Quando Landy però, a un anno dalla presa in carica di Wilson, pretese che la sua parcella venisse raddoppiata, la moglie e gli altri membri dei Beach Boys decisero di licenziarlo. All’inizio degli anni ’80, ricaduto nelle solite cattive abitudini, Wilson finì in overdose a causa di un mix di alcol e droghe e Landy venne richiamato d’urgenza. Il primo passo della nuova terapia fu quello di riempire il musicista di psicofarmaci e di allontanarlo dai familiari. Ad aumentare l’attaccamento morboso nei confronti del suo terapeuta, che utilizzò la tragedia per manipolare ulteriormente il suo paziente, giunse anche la morte del fratello Dennis, annegato il 28 dicembre del 1983. Il passo successivo fu quello di creare una società con Wilson e ottenere i crediti e la co-produzione di molte canzoni dell’omonimo solista di Brian Wilson, quello di Love and Mercy.

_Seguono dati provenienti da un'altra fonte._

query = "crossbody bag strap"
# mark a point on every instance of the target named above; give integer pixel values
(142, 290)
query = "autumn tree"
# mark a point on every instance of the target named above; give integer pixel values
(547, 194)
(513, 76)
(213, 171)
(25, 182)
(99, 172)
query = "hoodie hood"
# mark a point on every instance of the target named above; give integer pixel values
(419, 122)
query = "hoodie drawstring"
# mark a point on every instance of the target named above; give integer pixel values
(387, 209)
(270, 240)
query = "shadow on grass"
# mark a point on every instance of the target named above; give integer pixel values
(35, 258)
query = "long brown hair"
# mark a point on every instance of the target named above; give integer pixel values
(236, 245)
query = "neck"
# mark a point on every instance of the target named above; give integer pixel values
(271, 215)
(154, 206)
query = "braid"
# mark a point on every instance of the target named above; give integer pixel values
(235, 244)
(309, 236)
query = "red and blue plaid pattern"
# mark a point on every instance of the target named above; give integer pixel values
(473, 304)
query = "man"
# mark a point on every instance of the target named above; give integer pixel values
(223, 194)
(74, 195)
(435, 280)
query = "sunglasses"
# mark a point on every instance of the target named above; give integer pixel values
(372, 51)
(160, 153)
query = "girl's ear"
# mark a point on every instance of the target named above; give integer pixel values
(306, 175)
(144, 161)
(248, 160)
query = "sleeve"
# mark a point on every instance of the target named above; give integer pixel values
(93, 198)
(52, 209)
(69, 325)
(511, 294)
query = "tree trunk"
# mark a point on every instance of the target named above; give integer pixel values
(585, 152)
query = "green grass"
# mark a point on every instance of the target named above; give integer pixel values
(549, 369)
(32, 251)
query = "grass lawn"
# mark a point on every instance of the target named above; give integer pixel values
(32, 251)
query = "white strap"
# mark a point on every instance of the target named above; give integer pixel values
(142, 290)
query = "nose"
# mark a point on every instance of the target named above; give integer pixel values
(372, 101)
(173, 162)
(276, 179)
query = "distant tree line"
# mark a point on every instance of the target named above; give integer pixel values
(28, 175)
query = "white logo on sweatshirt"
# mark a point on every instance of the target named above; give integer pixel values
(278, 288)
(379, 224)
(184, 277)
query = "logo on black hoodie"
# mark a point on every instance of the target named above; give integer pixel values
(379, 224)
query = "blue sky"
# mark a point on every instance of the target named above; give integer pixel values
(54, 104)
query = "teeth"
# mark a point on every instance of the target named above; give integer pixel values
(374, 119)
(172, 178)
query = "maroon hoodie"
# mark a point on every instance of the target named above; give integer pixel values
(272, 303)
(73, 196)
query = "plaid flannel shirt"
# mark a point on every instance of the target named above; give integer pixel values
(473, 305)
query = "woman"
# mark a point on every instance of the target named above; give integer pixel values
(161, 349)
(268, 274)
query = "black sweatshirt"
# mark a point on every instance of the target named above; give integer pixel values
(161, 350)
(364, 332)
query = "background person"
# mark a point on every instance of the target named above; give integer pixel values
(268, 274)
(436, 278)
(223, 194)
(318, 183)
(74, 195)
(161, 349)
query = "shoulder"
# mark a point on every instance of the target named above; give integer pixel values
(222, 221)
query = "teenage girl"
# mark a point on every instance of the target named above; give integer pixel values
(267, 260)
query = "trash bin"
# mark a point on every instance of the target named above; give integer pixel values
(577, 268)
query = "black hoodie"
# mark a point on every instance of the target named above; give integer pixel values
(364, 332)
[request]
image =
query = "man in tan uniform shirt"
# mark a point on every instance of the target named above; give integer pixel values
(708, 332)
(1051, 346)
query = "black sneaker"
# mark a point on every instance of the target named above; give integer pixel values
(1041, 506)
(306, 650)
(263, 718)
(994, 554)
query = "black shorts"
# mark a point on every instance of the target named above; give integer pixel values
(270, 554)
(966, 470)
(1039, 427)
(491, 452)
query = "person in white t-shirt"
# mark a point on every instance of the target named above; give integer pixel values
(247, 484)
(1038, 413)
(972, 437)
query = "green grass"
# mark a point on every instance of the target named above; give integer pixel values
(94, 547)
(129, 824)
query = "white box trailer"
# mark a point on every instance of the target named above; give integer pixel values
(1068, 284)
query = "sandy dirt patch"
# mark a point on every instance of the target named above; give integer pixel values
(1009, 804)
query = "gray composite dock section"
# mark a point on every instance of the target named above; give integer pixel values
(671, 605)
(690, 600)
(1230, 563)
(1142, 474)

La prima persona a rendersi conto del fatto che tutti quei comportamenti assomigliavano più a una circonvenzione di incapace che a una terapia psicologica fu Melinda Ledbetter, una ex modella che Brian aveva conosciuto come venditrice d’auto un paio d’anni prima. Tra i due era nato un amore che lo stesso Landy aveva provato a lungo a boicottare, senza successo, e già pochi mesi dopo aver assistito ai trattamenti poco ortodossi del medico, Melinda aveva provato a informare i familiari della sua assoluta mancanza di deontologia e della malafede dietro a quei comportamenti. Finalmente, Audree, Carl e le figlie Carnie e Wendy Wilson contestarono il controllo mentale esercitato da Landy su Brian, facendogli causa il 7 maggio 1991. Meno di un anno dopo la sentenza fu quella che tutti speravano: a Landy fu vietato per ordine del tribunale di contattare Brian, lasciando i suoi affari nelle mani del curatore di beni Jerome S. Billet.
Per Brian fu come rinascere. Sposò Melinda e adottarono tre figli, tornò con regolarità in studio e recuperò tutti i crediti delle canzoni in cui il medico risultava co-autore. Tornò a suonare dal vivo con una regolarità che non aveva mai avuto in precedenza, collezionando più show che in tutta la sua vita precedente. Venne curato adeguatamente per la sua depressione e per i disturbi di cui soffriva, potendo contare finalmente su un gruppo di persone che gli stavano intorno solo per amore – e non per soldi.
Forte di tutto questo, Brian trovò persino il coraggio di rimettere mano a quello Smile che, per molti, aveva contribuito a farne crollare la psiche. Richiamato il paroliere di allora, Van Dyke Parks, Wilson riuscì a concludere l’ultima suite rimasta incompleta e a presentarla dal vivo in uno show che si concluse con diversi minuti di standing ovation. Il cerchio era finalmente chiuso. Gli stati depressivi, le paure e le voci non lo abbandonarono, come dimostrato dallo stop forzato alle attività del 2019, ma l’apporto di uno psichiatra competente e della sua famiglia non permisero ai suoi disturbi demoni di limitarne la vita: «Quando non sono sul palco, suono i miei strumenti tutto il giorno. Inoltre, bacio mia moglie e bacio i miei figli. Cerco di usare l’amore il più possibile». Forse, come diceva il suo rivale di un tempo, John Lennon, l’amore era davvero la risposta.